In Fran’s poetry, we become willing armchair travelers as we are transported to China. In China Rondel, (p. 24) we experience sight and sound in an exciting cultural exchange.
—– Laden men with shoulder poles bent low
—– glide beyond the wrought iron railing hauling
—– buckets of hope while hungry dogs are brawling.
In West Way of Second Ring Road, 2005 (p. 26) we discover a delightful canvas of imagery:
—– The fruit cart man
—– also stops there.
—– He’s good company perhaps
—– as he carves his pineapples
—– adding a blend of class
—– and avant-garde //
—– for foreigners
We also travel to Nepal where, Fran writes, ‘From my window I can see the Himalayas’ – We join her in a teaching experience there. And it is here, in Nepal, where she takes us into her confidence, shares a secret –
—– I’m the oldest volunteer here.
—– My gratitude is a quiet meditation.
You just want to hold your breath! Meditation and memory, entwined.
With Fran we journey to many exotic places: Cape Leveque, Ubud in Bali, and of course, Tasmania where Fran spent 30 years raising four children. We welcome the changing of the seasons, ‘It’s autumn and the leaves are turning brown’. Newfolk, Tasmania. (p.34). So simple, so effective. These poems sharpen the senses; take us there!
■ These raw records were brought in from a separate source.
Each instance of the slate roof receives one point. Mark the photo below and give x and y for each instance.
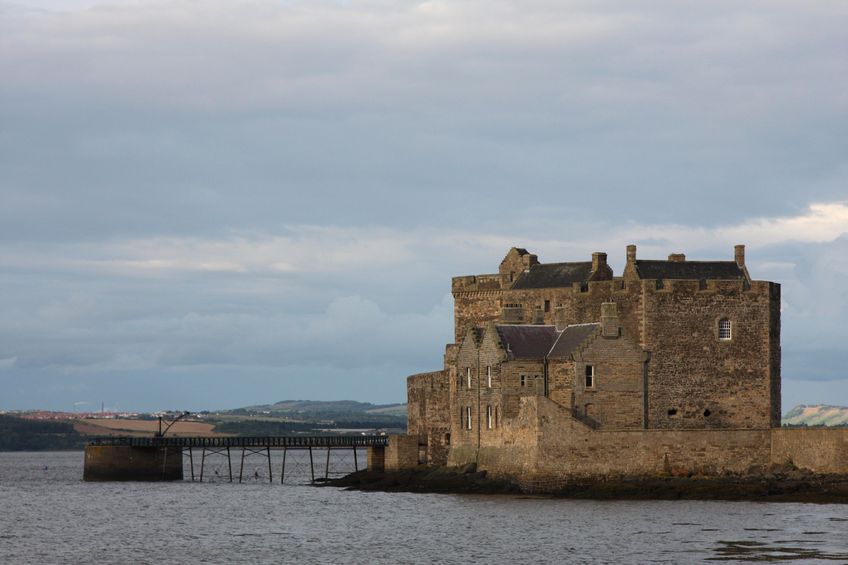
(554, 275)
(527, 342)
(570, 339)
(650, 269)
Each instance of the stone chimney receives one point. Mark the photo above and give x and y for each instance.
(609, 319)
(739, 255)
(560, 320)
(599, 259)
(538, 316)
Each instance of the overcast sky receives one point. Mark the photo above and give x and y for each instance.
(215, 203)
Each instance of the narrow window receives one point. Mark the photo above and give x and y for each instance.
(724, 330)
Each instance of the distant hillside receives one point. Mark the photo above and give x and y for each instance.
(816, 415)
(326, 409)
(19, 434)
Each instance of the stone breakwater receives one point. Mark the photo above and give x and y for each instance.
(778, 484)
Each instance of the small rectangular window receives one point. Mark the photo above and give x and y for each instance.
(724, 329)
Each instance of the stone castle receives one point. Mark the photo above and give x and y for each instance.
(566, 370)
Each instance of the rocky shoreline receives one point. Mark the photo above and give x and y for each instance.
(777, 485)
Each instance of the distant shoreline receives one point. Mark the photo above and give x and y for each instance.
(794, 486)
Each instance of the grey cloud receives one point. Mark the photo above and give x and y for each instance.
(557, 123)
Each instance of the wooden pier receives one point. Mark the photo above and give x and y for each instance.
(161, 458)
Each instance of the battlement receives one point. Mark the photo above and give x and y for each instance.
(475, 283)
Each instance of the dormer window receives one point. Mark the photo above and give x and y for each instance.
(725, 330)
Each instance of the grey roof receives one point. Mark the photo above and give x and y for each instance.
(570, 339)
(554, 275)
(527, 342)
(650, 269)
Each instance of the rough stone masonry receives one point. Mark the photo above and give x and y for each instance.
(565, 370)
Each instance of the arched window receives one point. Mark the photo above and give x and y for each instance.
(724, 330)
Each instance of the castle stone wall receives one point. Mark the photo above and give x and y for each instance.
(428, 414)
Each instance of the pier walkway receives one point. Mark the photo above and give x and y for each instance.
(262, 446)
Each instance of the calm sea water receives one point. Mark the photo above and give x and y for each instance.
(48, 515)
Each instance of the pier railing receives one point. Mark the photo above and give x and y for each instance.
(291, 442)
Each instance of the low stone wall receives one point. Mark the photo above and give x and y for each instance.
(823, 450)
(124, 463)
(402, 452)
(376, 458)
(546, 447)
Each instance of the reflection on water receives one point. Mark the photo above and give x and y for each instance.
(50, 516)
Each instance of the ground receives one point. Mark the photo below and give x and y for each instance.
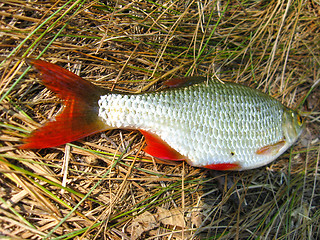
(105, 186)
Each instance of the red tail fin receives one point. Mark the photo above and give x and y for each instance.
(80, 115)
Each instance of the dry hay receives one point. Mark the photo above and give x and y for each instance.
(104, 186)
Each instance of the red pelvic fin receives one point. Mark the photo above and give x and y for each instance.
(184, 81)
(159, 148)
(80, 115)
(224, 166)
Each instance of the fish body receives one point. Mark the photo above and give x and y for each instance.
(224, 126)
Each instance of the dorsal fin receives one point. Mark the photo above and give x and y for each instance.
(184, 81)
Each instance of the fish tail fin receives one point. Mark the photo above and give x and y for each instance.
(79, 117)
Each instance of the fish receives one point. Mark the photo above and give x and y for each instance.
(205, 122)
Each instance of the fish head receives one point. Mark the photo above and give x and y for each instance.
(292, 125)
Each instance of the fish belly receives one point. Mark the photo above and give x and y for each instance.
(210, 123)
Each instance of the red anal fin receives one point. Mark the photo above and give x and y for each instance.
(272, 149)
(184, 81)
(224, 166)
(80, 115)
(159, 148)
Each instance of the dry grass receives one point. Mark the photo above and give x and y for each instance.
(104, 187)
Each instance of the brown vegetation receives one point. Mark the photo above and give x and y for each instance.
(104, 186)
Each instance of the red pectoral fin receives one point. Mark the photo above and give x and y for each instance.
(159, 148)
(224, 166)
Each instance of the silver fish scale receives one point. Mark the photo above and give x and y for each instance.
(207, 123)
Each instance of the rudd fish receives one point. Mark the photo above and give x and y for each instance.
(222, 126)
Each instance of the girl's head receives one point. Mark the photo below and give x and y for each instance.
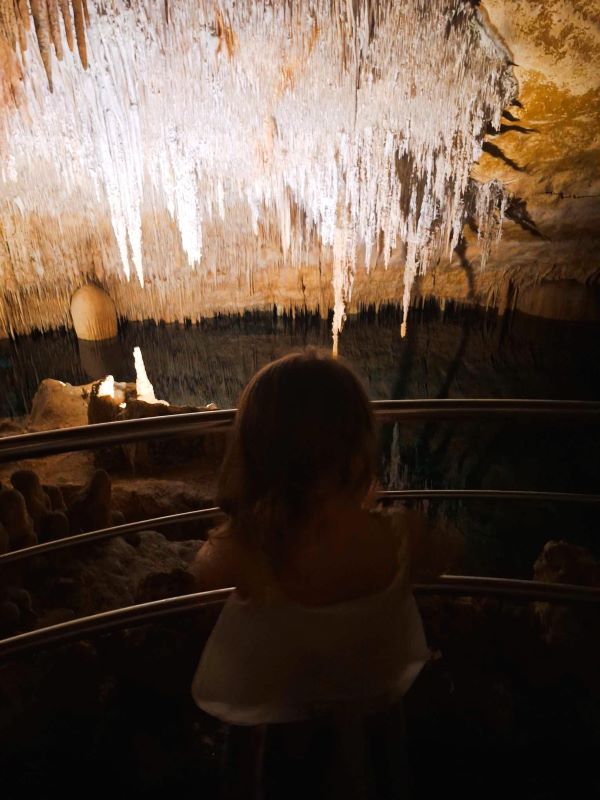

And let’s not forget love—a love poem, from the section titled: ‘A Gentle Outward Breath’: Thinking Back to Boat Harbour (p.42)
—– You dropped me home and we shared a final hug.
—– Driving off, a string of smiles
—– unwound behind your car.
And lastly, from The Exhibition, full of colour and sound, full of hope & opportunity ( p. 64):
—– The pianist’s notes thread
—– their way through a crowd
—– humming like bees spreading counterpoint
—– over a lagoon of possibilities
—– stroking metaphors for luck.
No luck needed. There is so much love ingrained here, to share, to honour: so much sense of place. Make a place for this collection on your coffee table, beside your bed, on the patio as you drink your tea, read and be transported to past and surprising pleasures, new horizons: enjoy each poem one breath at a time! So many favourite lines! I must leave some for Fran to share with you! I’m sure she has her favourites, too!
Warmest Congratulations, Fran! It is my absolute pleasure to declare A Gentle Outward Breath birthed and launched!